Oh, and here’s a little update. We ourselves are going to Chicago, and whilst there, I am going to be part of the CIMMfest All-Star Blues Jam Band, which will feature legendary bassist Robban Hagnas from the Finnish group “The Wentus Blues Band.” Porkbelly Futures have shared the stage with this fine band before, at last years Canadian Music Week. Robban is an excellent high-energy musician, so I better start practising and bolting back the Red Bull.
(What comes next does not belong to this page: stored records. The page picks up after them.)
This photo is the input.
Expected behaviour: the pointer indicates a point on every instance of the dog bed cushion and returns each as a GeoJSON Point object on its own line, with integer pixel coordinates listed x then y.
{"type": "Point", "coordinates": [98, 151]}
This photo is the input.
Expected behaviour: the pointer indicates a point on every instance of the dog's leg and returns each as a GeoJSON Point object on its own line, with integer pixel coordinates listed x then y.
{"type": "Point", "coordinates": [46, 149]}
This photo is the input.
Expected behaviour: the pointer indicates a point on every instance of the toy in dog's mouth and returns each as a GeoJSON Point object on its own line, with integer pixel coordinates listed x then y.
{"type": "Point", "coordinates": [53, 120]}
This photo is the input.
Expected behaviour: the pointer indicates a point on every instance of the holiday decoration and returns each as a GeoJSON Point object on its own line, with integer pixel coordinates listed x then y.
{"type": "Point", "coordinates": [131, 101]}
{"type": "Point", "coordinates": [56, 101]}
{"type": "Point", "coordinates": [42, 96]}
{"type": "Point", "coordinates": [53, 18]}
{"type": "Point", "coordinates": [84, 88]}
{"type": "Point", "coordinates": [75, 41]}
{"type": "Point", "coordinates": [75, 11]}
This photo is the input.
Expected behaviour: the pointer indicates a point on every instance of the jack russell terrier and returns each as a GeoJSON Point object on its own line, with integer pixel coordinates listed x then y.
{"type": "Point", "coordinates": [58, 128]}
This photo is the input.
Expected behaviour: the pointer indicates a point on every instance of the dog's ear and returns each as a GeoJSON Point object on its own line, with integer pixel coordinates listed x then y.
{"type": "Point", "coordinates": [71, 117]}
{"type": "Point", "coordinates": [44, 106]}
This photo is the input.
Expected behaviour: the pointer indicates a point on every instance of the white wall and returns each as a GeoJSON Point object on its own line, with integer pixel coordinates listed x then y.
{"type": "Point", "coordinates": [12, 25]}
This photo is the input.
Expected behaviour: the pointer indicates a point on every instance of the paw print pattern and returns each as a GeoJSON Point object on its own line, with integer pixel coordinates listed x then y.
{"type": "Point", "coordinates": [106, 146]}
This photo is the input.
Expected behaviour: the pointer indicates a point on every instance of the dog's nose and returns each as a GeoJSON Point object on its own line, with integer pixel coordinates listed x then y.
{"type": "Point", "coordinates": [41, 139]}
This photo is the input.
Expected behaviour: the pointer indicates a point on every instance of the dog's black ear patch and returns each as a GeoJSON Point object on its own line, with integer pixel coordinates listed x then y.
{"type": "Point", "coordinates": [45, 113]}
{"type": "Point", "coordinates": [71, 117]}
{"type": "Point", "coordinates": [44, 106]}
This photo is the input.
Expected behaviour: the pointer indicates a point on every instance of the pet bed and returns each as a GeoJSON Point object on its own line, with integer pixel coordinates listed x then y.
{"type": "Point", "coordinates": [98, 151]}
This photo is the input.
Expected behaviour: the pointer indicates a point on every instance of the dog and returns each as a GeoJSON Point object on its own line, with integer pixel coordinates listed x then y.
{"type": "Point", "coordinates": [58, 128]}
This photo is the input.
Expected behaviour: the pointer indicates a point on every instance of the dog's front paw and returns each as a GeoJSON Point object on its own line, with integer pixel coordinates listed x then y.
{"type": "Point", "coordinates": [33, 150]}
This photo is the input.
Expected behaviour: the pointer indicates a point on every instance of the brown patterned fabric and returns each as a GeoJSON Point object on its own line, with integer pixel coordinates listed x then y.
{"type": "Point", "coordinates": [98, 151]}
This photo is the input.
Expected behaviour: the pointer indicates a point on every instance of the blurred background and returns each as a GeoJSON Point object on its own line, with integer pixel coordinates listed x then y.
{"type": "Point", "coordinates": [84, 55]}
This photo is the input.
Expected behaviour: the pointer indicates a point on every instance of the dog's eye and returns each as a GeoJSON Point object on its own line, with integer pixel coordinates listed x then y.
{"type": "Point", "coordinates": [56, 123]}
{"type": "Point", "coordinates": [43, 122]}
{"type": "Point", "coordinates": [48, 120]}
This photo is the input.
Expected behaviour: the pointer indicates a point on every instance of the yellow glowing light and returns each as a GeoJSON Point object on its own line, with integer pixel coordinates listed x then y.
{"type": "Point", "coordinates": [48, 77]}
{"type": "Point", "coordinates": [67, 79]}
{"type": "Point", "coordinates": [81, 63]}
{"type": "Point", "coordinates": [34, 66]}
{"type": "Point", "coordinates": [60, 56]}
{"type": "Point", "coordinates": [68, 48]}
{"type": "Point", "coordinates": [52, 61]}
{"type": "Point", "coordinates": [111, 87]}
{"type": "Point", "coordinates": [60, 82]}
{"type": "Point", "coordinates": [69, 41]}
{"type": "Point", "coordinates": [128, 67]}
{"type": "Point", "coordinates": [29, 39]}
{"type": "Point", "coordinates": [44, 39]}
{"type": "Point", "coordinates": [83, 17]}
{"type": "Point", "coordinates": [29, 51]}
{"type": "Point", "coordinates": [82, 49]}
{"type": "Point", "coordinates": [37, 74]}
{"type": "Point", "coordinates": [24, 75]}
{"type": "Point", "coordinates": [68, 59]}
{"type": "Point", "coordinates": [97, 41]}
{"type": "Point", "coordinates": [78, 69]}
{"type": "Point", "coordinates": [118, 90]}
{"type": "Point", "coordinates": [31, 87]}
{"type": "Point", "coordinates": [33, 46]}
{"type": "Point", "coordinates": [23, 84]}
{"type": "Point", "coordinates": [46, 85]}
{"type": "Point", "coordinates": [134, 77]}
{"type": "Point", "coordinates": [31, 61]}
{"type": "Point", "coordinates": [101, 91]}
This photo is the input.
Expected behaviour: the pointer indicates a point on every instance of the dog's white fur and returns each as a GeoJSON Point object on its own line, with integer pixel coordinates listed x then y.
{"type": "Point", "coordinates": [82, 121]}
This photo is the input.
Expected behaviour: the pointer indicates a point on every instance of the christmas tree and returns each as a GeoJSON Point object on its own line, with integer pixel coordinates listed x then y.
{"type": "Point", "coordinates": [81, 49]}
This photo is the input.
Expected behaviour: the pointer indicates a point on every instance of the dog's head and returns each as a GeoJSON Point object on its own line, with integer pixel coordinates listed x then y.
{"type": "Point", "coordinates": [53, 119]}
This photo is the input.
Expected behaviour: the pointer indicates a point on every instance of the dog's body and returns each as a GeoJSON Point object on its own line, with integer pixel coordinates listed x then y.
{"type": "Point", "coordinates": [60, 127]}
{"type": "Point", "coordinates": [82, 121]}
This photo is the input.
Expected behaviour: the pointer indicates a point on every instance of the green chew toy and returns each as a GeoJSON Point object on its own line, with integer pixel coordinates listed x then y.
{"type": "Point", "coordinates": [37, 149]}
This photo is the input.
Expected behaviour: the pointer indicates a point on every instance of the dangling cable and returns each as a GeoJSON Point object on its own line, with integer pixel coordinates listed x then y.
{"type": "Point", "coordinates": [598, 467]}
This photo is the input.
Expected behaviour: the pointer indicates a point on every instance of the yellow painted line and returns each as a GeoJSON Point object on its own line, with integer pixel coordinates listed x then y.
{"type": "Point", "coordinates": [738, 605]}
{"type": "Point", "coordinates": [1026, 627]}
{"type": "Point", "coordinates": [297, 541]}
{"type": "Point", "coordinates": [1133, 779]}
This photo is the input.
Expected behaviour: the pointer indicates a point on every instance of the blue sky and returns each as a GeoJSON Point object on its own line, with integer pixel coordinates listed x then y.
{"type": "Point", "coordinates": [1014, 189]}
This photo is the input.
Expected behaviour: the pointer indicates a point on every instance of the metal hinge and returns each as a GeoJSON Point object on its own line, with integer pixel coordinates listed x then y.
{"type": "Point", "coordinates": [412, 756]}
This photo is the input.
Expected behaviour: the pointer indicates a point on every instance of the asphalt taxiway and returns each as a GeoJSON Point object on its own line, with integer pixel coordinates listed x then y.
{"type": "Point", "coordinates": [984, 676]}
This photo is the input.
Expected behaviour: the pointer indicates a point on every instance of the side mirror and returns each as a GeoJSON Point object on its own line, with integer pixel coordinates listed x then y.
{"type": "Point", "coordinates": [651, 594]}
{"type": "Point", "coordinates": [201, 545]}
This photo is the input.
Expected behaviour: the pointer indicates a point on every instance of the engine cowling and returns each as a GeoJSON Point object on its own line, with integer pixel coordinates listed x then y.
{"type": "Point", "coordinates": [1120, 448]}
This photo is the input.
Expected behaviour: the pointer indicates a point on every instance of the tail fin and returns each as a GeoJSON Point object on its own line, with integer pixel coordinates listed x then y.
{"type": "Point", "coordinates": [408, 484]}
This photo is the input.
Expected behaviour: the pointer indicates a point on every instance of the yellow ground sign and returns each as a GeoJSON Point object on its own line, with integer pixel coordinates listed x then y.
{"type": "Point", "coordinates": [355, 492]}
This is going to take place at the Awards ceremony at the Chicago Cultural Centre, Sunday March 8th.?
John Martyn dies, age 60
February 1, 2009
John Martyn was a wonderful singer, guitarist and songwriter, and a very big influence on me, musically-speaking. Martyn was a troubadour and a scop, a seer and a mystic, and he sang with a soulful slur that made men want to weep. Of course women, always more at home with their emotions, did weep. I had the good fortune to meet Martyn. When he played Toronto in the late seventies (I’m guessing it was the late seventies),? Joe Hall and the Continental Drift opened for him. We were doing our sound check when the doors at the back of the hall flew open and a fellow with a beard (actually it was more like organized scruff) and the flinty glint of a mad man came stamping down the aisle, yelling “Stop! Stop!” When we did so, he leaned over the apron of the stage and scolded us, “You lads were having too much fun. There’ll be none of that.” John Martyn put on a wonderful show, and I became a fan. “May You Never,” one of his more famous songs, is a kind of a drunkard’s benediction: “May you never lay your head down without a hand to hold./May you never make your bed out in the cold./May you never lose your temper and get hit in a barroom fight./May you never lose your woman overnight.”